Résultat et contexte historique
L’Américaine Sydney McLaughlin-Levrone a été sacrée championne du monde du 400 m, jeudi soir à Tokyo, en franchissant la ligne en 47”78, soit la deuxième meilleure performance de l’histoire. Elle s’impose devant Marileidy Paulino (47”98) et Salwa Eid Naser (48”19).
Une saison centrée sur le 400 m plat et un objectif proche du record
Détentrice du record du monde du 400 m haies et référence des dernières années, McLaughlin-Levrone avait décidé de se concentrer cette année sur le 400 m plat. Aucune femme n’avait franchi la barre des 48 secondes sur cette distance depuis 1985.

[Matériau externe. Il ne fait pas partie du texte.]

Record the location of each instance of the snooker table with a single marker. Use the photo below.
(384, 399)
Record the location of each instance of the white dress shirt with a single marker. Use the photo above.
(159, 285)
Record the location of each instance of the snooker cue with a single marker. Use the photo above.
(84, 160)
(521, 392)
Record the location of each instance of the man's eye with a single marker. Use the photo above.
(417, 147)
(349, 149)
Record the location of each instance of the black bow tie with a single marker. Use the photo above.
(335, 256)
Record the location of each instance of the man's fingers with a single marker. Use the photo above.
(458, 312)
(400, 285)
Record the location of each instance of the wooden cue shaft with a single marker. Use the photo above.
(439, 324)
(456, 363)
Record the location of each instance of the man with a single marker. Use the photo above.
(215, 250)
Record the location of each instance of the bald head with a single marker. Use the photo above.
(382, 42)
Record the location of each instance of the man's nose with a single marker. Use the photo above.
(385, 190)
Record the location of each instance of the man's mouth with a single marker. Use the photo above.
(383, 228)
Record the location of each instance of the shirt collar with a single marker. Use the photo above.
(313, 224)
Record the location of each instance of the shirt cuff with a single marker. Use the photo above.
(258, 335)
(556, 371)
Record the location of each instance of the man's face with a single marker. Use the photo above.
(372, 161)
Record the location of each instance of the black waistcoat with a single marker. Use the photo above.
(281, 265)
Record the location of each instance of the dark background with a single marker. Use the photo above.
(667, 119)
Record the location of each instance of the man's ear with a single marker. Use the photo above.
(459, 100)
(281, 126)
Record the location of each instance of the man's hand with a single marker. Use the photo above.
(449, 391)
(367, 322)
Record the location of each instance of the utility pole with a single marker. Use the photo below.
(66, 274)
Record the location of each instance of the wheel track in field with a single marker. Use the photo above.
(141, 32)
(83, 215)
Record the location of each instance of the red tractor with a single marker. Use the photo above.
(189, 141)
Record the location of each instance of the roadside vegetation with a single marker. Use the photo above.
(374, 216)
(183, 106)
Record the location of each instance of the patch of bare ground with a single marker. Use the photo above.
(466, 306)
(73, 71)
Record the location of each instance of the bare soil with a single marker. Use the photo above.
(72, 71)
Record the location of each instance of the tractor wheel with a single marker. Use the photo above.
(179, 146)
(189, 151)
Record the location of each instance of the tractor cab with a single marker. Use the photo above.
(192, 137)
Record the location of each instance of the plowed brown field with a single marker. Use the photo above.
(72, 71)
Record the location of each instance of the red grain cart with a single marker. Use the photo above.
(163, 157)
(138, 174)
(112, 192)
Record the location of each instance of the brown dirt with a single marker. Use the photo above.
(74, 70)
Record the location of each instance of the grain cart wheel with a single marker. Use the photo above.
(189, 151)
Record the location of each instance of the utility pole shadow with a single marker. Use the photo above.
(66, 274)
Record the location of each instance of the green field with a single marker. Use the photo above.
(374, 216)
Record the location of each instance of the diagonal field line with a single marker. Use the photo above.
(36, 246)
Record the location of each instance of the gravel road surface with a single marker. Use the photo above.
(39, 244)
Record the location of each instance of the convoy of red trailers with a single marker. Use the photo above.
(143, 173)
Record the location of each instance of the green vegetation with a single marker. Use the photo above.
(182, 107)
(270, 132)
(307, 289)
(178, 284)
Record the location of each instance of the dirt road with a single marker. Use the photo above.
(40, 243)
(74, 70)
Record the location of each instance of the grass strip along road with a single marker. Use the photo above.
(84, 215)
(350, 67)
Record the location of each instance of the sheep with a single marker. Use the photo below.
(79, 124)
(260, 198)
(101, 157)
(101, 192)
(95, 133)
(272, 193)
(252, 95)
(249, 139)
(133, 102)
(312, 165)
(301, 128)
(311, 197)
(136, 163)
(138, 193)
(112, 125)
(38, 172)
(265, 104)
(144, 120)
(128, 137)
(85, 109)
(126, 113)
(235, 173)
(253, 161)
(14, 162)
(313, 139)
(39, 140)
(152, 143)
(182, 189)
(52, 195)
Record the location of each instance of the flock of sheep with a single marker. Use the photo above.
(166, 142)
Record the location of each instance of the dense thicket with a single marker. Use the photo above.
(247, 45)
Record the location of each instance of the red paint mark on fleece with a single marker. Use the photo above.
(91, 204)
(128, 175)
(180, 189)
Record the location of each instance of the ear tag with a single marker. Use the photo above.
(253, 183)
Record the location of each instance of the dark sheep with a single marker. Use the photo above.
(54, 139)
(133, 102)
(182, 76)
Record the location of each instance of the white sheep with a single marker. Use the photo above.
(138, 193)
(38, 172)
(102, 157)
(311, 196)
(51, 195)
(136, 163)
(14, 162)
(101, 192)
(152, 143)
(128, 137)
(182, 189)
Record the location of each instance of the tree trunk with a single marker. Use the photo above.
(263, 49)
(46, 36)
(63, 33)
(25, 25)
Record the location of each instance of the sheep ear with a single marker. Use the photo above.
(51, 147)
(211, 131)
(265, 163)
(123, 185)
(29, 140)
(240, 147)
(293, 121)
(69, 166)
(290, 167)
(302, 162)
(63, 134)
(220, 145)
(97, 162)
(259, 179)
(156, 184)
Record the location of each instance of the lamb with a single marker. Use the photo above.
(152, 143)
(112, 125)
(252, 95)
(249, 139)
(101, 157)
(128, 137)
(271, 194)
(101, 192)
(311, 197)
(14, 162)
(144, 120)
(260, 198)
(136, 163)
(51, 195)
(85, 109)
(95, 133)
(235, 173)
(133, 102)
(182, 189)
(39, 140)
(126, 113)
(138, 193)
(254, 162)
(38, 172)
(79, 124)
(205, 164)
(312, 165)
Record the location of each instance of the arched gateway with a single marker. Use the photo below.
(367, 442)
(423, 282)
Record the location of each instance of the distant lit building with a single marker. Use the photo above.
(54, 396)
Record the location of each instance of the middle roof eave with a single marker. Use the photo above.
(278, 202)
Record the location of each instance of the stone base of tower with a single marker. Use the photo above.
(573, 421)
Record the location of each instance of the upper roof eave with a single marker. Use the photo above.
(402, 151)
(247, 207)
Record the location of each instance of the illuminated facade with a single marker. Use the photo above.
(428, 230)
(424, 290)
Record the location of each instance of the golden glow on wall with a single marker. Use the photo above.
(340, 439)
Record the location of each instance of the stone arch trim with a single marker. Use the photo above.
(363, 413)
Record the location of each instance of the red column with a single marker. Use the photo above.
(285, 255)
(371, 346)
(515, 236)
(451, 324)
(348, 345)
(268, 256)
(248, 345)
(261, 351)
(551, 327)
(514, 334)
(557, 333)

Sous la pluie, le visage fermé et une énergie en éveil, elle a mené la course dès le départ et a occupé la tête du peloton tout au long du tracé, entraînant ses concurrentes dans son sillage.
Contexte historique et proximité du record mondial
Double championne olympique (2021, 2024) et championne du monde (2022), McLaughlin-Levrone détient aussi le record du monde du 400 m haies (50”37). Elle se rapproche à moins de deux dixièmes du record mondial du 400 m, établi à 47”60 et détenu depuis quarante ans par l’Allemande Marita Koch, qui courait alors pour la RDA pendant la guerre froide.
Depuis ce record emblématique, longtemps entouré de soupçons de dopage, aucune femme n’avait couru sous les 48 secondes sur le 400 m jusqu’à jeudi soir, où McLaughlin-Levrone a emmené Marileidy Paulino (47”98) et Salwa Eid Naser (48”19).